Espo M, Kulmala T, Maleta K, Cullinan T, Salin M L, Ashorn P
Medical School, University of Tampere, Finland.
Acta Paediatr. 2002;91(12):1364-70. doi: 10.1111/j.1651-2227.2002.tb02835.x.
Stunting is common among children under 5 y of age in sub-Saharan Africa. Several risk factors have been associated with poor growth but few studies have prospectively addressed the development of linear growth faltering and stunting during the first year of life. The present study was designed to analyse typical growth among rural Malawian infants, focusing particularly on the impact of birth size, adherence to feeding guidelines and morbidity in the development of severe stunting during infancy. A community-based cohort of 613 singleton newborns was prospectively followed by monthly home visits. Data were collected on the children's socioeconomic background, maternal size and weight gain during pregnancy, birth events, morbidity, breastfeeding and complementary feeding, growth and mortality. Univariate and multivariate analyses were used to determine associations between predictor variables and poor linear growth. The proportions of stunted infants (Height-for-age Z-score < -2) at 3, 6 and 9 mo of age were 27%, 51%, and 63%, respectively. At I y of age, over two-thirds (71%) of the infants were at least moderately (HAZ < -2) and 31% severely stunted (HAZ < -3).
The strongest predictor of severe stunting at 12 mo of age was small birth size. Other variables independently associated with this outcome included inappropriate complementary feeding, high morbidity, maternal short stature, male gender, and home delivery. Faltering of linear growth started soon after birth and continued throughout infancy. Interventions increasing birth size could have a significant role in the prevention of early childhood stunting. The ideal strategy should also emphasize the importance of appropriate infant feeding and decreasing the number of illness episodes amongst the infants.
发育迟缓在撒哈拉以南非洲5岁以下儿童中很常见。
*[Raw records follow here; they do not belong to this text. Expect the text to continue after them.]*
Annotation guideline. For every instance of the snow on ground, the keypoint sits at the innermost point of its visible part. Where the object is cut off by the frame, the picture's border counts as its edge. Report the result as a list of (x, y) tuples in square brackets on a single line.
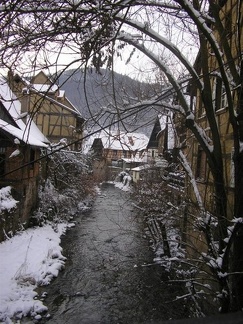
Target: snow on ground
[(30, 258)]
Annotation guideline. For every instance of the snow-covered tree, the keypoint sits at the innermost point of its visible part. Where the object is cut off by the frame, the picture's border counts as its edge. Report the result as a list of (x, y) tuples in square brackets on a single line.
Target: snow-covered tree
[(38, 33)]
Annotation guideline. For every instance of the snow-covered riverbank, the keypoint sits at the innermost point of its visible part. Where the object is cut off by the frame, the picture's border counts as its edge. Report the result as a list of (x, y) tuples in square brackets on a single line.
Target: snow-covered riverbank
[(32, 257)]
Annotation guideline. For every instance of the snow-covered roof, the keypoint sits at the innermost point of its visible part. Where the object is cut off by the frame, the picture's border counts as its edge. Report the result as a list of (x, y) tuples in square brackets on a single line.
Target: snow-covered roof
[(27, 132), (117, 140)]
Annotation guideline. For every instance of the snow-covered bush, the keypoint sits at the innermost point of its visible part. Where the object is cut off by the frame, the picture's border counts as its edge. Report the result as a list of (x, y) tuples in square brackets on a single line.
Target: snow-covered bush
[(69, 182)]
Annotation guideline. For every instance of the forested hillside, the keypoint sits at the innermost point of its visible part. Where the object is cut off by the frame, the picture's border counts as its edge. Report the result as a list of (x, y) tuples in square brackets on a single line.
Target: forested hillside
[(99, 96)]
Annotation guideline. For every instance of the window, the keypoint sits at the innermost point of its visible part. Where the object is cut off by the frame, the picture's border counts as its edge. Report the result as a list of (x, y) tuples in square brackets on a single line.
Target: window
[(201, 165), (32, 158)]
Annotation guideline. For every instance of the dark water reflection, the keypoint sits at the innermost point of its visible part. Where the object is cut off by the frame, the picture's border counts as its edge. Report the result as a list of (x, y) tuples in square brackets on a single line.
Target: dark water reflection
[(107, 278)]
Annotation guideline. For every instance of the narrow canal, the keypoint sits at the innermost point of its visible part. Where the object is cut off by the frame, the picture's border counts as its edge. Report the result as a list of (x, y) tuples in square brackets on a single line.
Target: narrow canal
[(109, 275)]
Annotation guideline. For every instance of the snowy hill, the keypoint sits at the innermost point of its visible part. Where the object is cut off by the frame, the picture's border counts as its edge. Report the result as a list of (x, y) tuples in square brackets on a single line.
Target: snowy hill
[(92, 94)]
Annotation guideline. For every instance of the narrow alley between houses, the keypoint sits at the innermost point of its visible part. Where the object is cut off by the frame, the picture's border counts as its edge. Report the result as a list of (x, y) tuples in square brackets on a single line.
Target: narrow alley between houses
[(110, 276)]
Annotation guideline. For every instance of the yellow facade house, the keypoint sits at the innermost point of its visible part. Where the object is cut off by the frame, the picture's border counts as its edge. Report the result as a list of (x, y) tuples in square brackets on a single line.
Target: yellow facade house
[(53, 113)]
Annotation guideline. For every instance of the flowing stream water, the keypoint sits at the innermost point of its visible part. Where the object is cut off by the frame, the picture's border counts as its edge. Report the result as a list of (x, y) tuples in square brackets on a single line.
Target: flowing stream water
[(110, 276)]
有几种风险因素与生长发育不良有关,但很少有研究前瞻性地探讨生命第一年线性生长发育迟缓和发育迟缓的发展情况。本研究旨在分析马拉维农村婴儿的典型生长情况,特别关注出生时的大小、遵循喂养指南情况和发病率对婴儿期严重发育迟缓发展的影响。对一个基于社区的613名单胎新生儿队列进行前瞻性跟踪,每月进行家访。收集了有关儿童社会经济背景、母亲孕期的身材和体重增加、出生情况、发病率、母乳喂养和辅食添加、生长发育及死亡率的数据。采用单变量和多变量分析来确定预测变量与线性生长不良之间的关联。3个月、6个月和9个月龄时发育迟缓婴儿(年龄别身高Z评分<-2)的比例分别为27%、51%和63%。1岁时,超过三分之二(71%)的婴儿至少有中度发育迟缓(身高别年龄Z评分<-2),31%有严重发育迟缓(身高别年龄Z评分<-3)。
12月龄时严重发育迟缓的最强预测因素是出生时身材小。与这一结果独立相关的其他变量包括辅食添加不当、发病率高、母亲身材矮小、男性性别和在家分娩。线性生长发育迟缓在出生后不久就开始,并在整个婴儿期持续。增加出生时身材大小的干预措施在预防幼儿发育迟缓方面可能发挥重要作用。理想的策略还应强调适当婴儿喂养的重要性,并减少婴儿患病次数。